U.S. News & World Report reported:

Lack of energy for exercise is a common problem for folks with so-called long COVID. New research pinpoints the most likely reason why: diminished capacity to get the heart pumping fast enough to support the effort. The name for this is chronotropic incompetence.

Chronotropic incompetence wasn’t the only reason people with long COVID had lower than expected exercise capacity in the new study, “but it was surprisingly common among people with long COVID,” he added. They also discovered that all patients who struggled with a reduced capacity to exercise also experienced reactivation of a prior infection with the Epstein-Barr virus (EBV). Epstein-Barr is linked to mononucleosis and multiple sclerosis.

For this study, researchers looked at 60 adults who had had COVID-19 and assessed them about 18 months after their initial infection. The average age was 53. Participants underwent MRI scans and aerobic exercise tests, alongside heart rhythm monitoring, while on stationary bikes. Blood samples were also taken.

So what does explain the link between long COVID and chronotropic incompetence? Study first author Dr. Matthew Durstenfeld, a cardiologist and assistant professor of medicine at the University of California, San Francisco, said there’s no clear answer yet, though he suggested that “it may have something to do with inflammation or the autonomic nervous system.”

U.S. Births in 2022 Didn’t Return to Pre-Pandemic Levels

Associated Press reported:

U.S. births were flat last year, as the nation saw fewer babies born than it did before the pandemic, the Centers for Disease Control and Prevention reported Thursday.
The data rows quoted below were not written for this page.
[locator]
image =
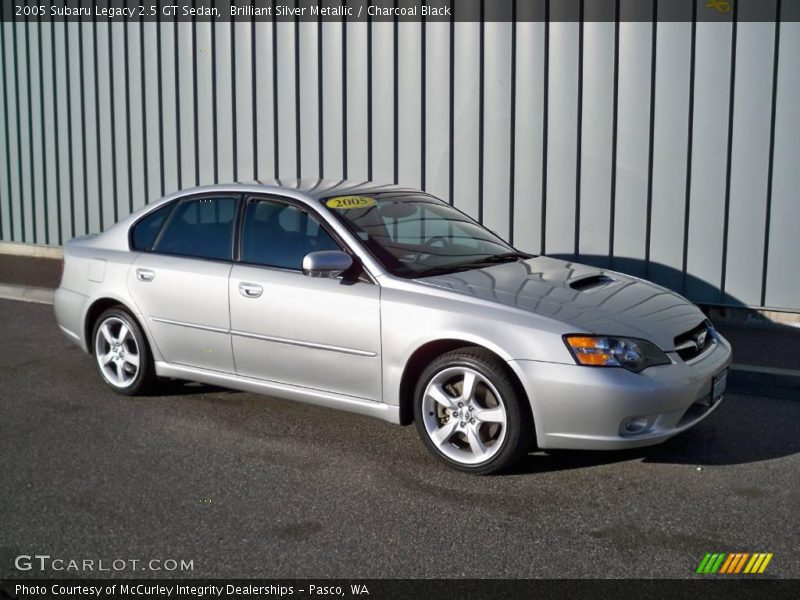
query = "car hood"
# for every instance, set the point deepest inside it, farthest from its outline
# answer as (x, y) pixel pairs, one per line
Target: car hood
(585, 298)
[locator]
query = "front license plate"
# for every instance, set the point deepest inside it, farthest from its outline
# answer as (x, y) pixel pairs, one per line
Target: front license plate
(718, 385)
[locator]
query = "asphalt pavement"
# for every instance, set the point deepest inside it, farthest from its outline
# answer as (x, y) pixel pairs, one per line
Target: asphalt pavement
(249, 486)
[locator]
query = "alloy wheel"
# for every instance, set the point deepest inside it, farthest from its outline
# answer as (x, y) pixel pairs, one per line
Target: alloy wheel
(464, 415)
(117, 352)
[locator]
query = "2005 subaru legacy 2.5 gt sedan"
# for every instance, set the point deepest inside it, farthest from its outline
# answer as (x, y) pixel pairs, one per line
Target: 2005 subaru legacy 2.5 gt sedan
(389, 302)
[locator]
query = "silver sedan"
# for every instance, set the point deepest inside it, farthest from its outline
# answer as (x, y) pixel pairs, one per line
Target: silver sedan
(388, 302)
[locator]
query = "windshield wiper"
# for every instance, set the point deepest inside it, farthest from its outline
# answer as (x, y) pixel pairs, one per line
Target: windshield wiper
(493, 259)
(500, 258)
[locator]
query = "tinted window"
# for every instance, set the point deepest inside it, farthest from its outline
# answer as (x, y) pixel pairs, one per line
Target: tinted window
(146, 231)
(275, 234)
(413, 235)
(201, 228)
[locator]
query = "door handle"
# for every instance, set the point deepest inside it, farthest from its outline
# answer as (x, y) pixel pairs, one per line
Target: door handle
(250, 290)
(145, 275)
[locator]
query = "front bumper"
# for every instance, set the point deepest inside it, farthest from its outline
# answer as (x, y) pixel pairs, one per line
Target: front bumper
(585, 408)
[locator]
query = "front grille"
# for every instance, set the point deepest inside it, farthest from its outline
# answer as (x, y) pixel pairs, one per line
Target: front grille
(694, 342)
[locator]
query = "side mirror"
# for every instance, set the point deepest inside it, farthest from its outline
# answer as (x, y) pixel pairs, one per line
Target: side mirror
(326, 263)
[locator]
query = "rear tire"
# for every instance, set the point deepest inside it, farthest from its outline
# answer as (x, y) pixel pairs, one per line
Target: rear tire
(122, 355)
(469, 412)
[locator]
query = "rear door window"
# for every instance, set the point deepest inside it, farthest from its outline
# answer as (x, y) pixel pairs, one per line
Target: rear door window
(201, 228)
(145, 232)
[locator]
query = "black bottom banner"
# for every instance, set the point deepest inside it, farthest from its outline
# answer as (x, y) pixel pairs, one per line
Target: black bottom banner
(379, 589)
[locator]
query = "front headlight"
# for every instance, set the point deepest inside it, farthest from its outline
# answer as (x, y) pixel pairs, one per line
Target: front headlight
(604, 351)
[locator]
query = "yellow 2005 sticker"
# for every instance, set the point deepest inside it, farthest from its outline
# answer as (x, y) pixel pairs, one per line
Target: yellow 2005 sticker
(347, 202)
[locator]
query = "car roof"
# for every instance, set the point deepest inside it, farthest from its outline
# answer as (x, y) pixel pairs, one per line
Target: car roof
(325, 188)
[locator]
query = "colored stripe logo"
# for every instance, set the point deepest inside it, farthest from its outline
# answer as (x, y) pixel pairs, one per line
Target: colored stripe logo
(734, 563)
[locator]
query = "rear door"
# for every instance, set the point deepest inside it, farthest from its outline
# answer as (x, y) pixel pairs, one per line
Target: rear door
(289, 328)
(180, 282)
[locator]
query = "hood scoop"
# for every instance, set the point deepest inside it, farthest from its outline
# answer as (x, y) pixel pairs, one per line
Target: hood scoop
(592, 283)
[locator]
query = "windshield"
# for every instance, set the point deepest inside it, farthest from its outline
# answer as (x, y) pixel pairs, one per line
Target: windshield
(414, 235)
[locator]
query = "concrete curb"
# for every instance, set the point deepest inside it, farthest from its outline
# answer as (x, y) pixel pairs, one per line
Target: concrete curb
(743, 379)
(32, 250)
(26, 293)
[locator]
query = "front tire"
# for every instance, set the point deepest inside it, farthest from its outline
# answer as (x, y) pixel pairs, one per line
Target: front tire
(469, 413)
(122, 355)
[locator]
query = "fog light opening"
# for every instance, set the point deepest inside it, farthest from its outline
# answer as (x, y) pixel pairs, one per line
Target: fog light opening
(634, 425)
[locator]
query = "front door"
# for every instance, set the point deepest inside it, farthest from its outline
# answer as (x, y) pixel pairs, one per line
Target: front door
(289, 328)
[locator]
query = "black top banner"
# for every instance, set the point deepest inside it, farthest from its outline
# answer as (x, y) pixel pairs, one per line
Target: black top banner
(404, 10)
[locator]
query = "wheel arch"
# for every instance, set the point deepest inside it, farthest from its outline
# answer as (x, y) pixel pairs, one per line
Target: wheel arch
(97, 308)
(427, 352)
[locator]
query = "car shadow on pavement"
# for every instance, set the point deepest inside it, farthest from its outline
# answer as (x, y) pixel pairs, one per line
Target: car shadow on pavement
(177, 387)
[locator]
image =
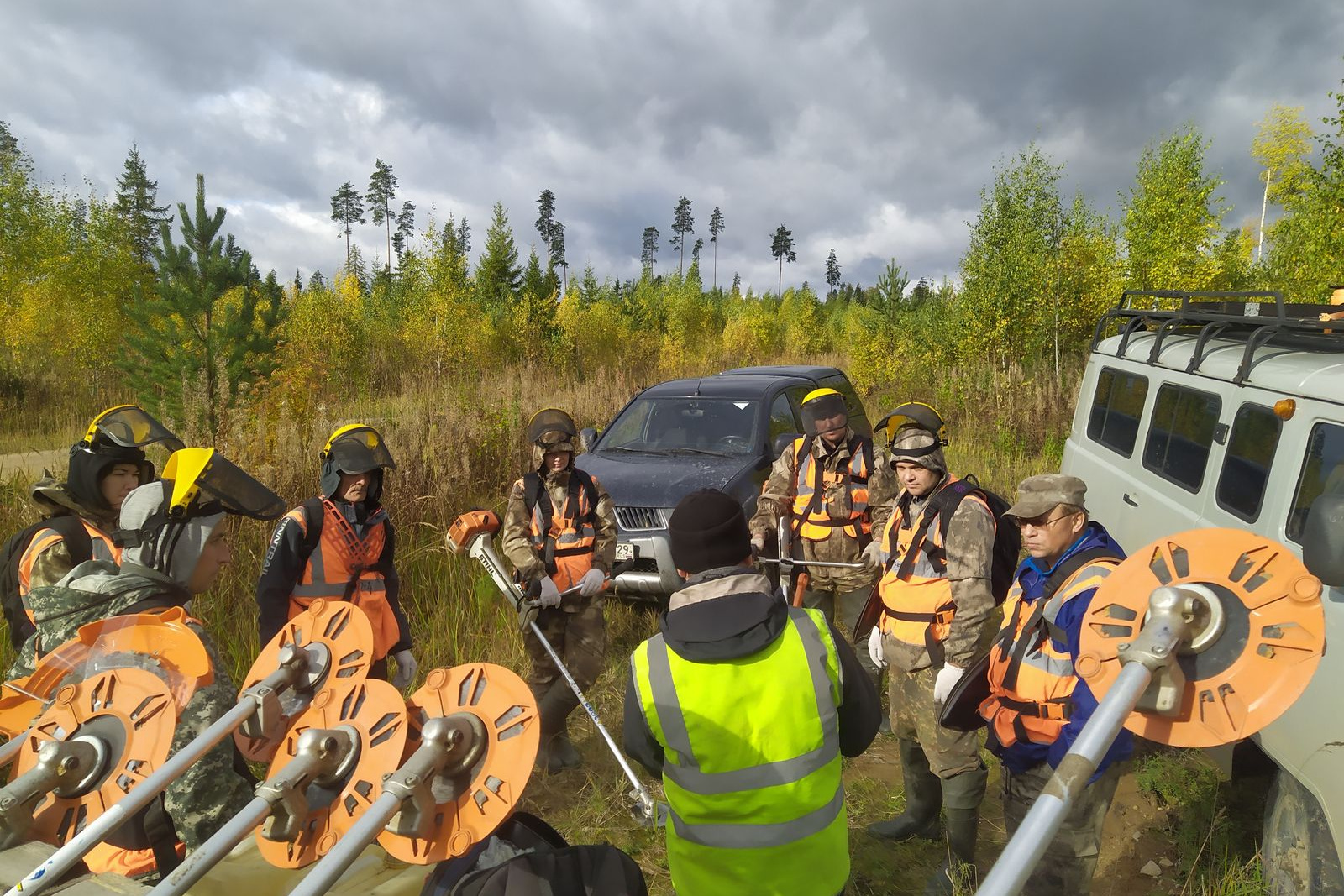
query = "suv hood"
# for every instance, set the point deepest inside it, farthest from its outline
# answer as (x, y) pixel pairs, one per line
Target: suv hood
(655, 479)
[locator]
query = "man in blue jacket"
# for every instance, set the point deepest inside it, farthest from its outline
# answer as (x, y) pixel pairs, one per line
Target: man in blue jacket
(1037, 703)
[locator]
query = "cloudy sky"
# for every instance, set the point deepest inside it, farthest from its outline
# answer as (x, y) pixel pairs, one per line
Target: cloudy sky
(869, 128)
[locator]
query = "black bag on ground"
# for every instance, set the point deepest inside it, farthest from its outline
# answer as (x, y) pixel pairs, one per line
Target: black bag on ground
(542, 864)
(80, 547)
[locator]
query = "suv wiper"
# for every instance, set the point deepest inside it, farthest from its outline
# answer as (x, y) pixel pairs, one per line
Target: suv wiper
(629, 450)
(690, 450)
Births to moms 35 and older continued to rise, with the highest rates in that age group since the 1960s. But those gains were offset by record-low birth rates to moms in their teens and early 20s, the CDC found. Its report is based on a review of more than 99% of birth certificates issued last year.

A little under 3.7 million babies were born in the U.S. last year, about 3,000 fewer than the year before. Because the numbers are provisional and the change was small, officials consider births to have been “kind of level from the previous year,” said the CDC’s Brady Hamilton, the lead author of the report.

U.S. births were declining for more than a decade before COVID-19 hit, then dropped a whopping 4% from 2019 to 2020. They ticked up about 1% in 2021, an increase that experts attributed to pregnancies that couples had put off amid the early days of the pandemic.